Deputy Chief John Collyer says the department has received a number of reports in recent weeks about people who have been convicted of impaired driving offences riding around town on electric bicycles.
What those people may not know, the deputy chief says, is that they're breaking the law.
Some of the confusion may result from the different legislation surrounding impaired driving. When people are initially pulled over and charged, the police temporarily suspend their licences under the Motor Vehicle Act.

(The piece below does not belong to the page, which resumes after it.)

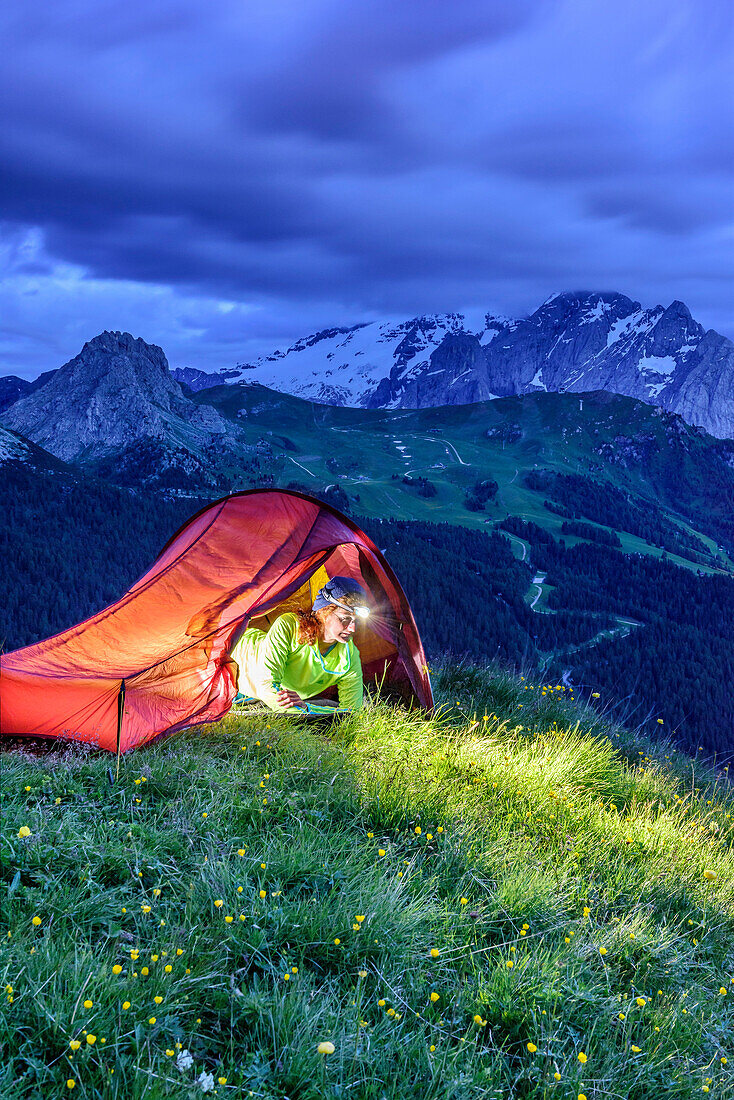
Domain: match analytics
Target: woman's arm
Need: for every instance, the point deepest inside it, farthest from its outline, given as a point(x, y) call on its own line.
point(275, 649)
point(350, 686)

According to police, that legislation is somewhat grey on the issue of electric bikes.
"The problem comes when they're convicted under the Criminal Code," Deputy Chief Collyer says.
Under that law, a person is prohibited from driving any motorized vehicle in any public area for at least one year anywhere in Canada.
"Under the Criminal Code, motor vehicle is defined in such a way that an electric bike comes under the definition of a motor vehicle," the deputy chief says.
"It's very clear that if you're prohibited by the court from driving, if you're driving one of these electric bikes after you've been convicted and prohibited, then you are driving in violation of the law and you can be charged with driving while prohibited."
Police want to get the message out before someone ends up back before the court.
Similar cases across the country have seen people convicted of prohibited driving on such things as motorized wheelchairs and lawn tractors.